Morehouse Ally Talks President Obama and Equity
On Sunday, May 19, President Barack Obama gave a buzzworthy commencement address to the Morehouse College Class of 2013. PolicyLink sat down with our colleague Christopher Brown, director of Legislative and Government Affairs, to chat about his Morehouse connection and get his thoughts on the President’s speech:
Q: What is your relationship with Morehouse College?
A: I grew up in Atlanta, Georgia, where my father, several uncles, and other family members attended Morehouse. Dr. Benjamin Mays, the Morehouse icon and former president quoted by President Obama, was my godfather and a close family friend. I essentially grew up on the campus, through the various community and education activities. I also worked in the Morehouse Admissions Office, helping to articulate and craft some of the messages embodying the Morehouse values that bring students to the institution.
Q: How would you describe some of these Morehouse values?
A: Morehouse is the only all-black male higher education institution in the country, and it has to be considered the crown jewel in developing black male leaders, such as Martin Luther King, Jr., David Satcher, and Spike Lee. Excellence in leadership, service, and scholarship has always been part of the Morehouse mission.
Q: What did you think of the President’s speech?
A: I thought the way President Obama talked about his own experience as a black man in America was monumental. It was one of the first times since his 2008 candidacy that he talked about his relationship to race in such an outspoken way.
I also thought about how our work at PolicyLink to further Black Male Achievement connects so strikingly with the President’s message. The President urged graduates to “widen [their] circle of concern to care about justice for everybody,” and we are focused on the same thing: increasing equity and inclusivity in society. In California, our work as a part of the Alliance for Boys and Men of Color (BMoC) ties to what the President described: developing and promoting ideas that improve health, education, justice, and employment in our communities, but also making sure boys and young men of color have and become positive male role models.
Q: The President’s speech was criticized for focusing on personal responsibility, a message that often ignores or minimizes structural inequity. What do you think?

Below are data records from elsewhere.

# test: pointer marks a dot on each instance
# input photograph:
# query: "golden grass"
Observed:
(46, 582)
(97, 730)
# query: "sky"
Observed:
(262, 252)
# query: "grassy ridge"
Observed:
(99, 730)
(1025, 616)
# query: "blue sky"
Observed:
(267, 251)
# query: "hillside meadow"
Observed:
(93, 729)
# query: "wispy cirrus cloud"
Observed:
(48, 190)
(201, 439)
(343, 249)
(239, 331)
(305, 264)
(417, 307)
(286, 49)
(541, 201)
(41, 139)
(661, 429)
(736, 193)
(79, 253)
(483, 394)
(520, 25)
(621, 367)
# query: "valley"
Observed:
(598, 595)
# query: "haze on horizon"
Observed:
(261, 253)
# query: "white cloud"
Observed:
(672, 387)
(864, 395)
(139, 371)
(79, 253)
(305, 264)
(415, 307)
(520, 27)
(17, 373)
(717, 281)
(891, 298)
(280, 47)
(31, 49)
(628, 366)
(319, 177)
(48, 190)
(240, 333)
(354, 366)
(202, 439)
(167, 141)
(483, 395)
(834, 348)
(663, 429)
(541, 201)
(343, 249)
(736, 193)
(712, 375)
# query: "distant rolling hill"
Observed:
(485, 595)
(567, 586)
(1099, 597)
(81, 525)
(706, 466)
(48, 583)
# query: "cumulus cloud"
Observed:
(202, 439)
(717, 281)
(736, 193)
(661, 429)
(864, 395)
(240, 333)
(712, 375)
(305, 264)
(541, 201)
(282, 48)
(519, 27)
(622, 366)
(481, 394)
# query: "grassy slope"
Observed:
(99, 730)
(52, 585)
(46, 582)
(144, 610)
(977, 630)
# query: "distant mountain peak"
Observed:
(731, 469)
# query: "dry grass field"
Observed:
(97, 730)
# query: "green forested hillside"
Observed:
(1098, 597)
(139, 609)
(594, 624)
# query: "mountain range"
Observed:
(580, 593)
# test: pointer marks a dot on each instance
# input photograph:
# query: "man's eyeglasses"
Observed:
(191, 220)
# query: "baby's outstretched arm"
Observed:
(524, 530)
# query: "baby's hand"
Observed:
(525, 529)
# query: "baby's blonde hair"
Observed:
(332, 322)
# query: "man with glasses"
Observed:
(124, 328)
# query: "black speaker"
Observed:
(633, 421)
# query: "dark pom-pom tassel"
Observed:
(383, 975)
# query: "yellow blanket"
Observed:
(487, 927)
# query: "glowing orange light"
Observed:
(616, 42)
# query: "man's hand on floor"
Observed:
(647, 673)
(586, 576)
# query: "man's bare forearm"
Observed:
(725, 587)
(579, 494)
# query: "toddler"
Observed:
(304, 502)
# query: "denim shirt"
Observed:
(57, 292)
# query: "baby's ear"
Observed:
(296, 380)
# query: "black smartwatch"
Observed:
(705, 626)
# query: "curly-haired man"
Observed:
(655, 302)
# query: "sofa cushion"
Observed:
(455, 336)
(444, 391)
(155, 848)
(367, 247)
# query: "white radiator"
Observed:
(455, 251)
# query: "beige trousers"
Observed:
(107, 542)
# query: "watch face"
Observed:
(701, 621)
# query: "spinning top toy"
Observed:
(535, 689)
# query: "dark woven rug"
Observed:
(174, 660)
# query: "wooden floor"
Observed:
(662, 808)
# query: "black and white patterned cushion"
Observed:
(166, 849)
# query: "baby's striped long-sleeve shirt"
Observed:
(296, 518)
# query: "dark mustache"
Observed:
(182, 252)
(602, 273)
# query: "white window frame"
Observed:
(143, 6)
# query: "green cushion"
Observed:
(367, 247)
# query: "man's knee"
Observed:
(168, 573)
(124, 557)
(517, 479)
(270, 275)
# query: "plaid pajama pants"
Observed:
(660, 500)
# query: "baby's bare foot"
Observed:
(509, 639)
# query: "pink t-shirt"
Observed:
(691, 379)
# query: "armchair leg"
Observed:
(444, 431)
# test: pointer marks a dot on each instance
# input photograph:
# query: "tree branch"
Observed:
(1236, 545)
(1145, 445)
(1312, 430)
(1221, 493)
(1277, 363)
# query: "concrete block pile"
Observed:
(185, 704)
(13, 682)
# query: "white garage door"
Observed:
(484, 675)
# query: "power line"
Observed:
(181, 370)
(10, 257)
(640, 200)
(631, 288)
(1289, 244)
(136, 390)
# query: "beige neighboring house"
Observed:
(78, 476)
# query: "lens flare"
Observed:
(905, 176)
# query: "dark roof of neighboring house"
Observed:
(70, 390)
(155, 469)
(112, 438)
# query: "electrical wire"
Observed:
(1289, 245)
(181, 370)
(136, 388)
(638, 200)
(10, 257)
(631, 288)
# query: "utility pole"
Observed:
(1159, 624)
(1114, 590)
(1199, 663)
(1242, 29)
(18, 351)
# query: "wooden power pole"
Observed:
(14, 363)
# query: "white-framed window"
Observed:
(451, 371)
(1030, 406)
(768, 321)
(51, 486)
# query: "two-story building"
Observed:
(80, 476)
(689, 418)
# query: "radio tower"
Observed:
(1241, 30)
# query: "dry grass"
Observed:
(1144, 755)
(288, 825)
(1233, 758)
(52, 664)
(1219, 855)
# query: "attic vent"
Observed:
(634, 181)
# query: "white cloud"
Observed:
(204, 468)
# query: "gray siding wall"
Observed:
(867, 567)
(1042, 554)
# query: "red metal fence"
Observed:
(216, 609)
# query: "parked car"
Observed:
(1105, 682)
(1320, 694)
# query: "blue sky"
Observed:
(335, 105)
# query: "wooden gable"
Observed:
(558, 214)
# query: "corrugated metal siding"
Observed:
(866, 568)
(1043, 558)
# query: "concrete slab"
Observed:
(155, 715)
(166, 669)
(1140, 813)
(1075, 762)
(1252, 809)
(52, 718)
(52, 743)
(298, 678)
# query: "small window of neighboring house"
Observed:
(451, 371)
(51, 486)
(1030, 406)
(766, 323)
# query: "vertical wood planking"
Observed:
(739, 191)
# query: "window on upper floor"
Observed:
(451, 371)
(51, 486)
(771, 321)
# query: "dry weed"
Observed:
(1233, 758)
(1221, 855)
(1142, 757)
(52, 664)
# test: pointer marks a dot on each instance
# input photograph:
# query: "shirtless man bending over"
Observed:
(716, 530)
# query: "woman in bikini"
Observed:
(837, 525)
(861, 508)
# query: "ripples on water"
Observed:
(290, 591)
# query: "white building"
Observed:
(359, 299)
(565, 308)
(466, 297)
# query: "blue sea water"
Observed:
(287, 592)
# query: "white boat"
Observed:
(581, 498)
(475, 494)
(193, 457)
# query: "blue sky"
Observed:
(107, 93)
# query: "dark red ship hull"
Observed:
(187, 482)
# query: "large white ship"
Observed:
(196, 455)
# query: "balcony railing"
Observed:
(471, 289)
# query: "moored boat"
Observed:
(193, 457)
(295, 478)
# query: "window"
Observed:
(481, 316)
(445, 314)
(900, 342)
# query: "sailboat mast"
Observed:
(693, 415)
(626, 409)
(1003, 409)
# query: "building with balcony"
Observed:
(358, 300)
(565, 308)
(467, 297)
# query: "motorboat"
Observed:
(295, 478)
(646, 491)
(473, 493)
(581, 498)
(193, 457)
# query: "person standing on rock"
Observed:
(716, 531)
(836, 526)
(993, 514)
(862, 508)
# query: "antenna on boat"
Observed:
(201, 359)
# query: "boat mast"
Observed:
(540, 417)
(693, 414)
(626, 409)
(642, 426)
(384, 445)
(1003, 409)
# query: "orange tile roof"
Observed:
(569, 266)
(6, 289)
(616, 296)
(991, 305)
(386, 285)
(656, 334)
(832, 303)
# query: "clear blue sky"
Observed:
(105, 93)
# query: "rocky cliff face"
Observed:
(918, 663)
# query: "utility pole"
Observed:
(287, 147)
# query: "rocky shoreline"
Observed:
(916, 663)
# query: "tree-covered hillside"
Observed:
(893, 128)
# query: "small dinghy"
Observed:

A: The President did talk about how racism and discrimination still exist, so I don’t think he ignored these important structural issues. Both systemic change and personal responsibility are important, and we must do both at the same time. Through our work in the Alliance for Boys and Men of Color, for example, we tackle issues like school disciplinary policies that unfairly target young men of color, but we also lift up the importance of mentorship, self-respect, and setting personal goals.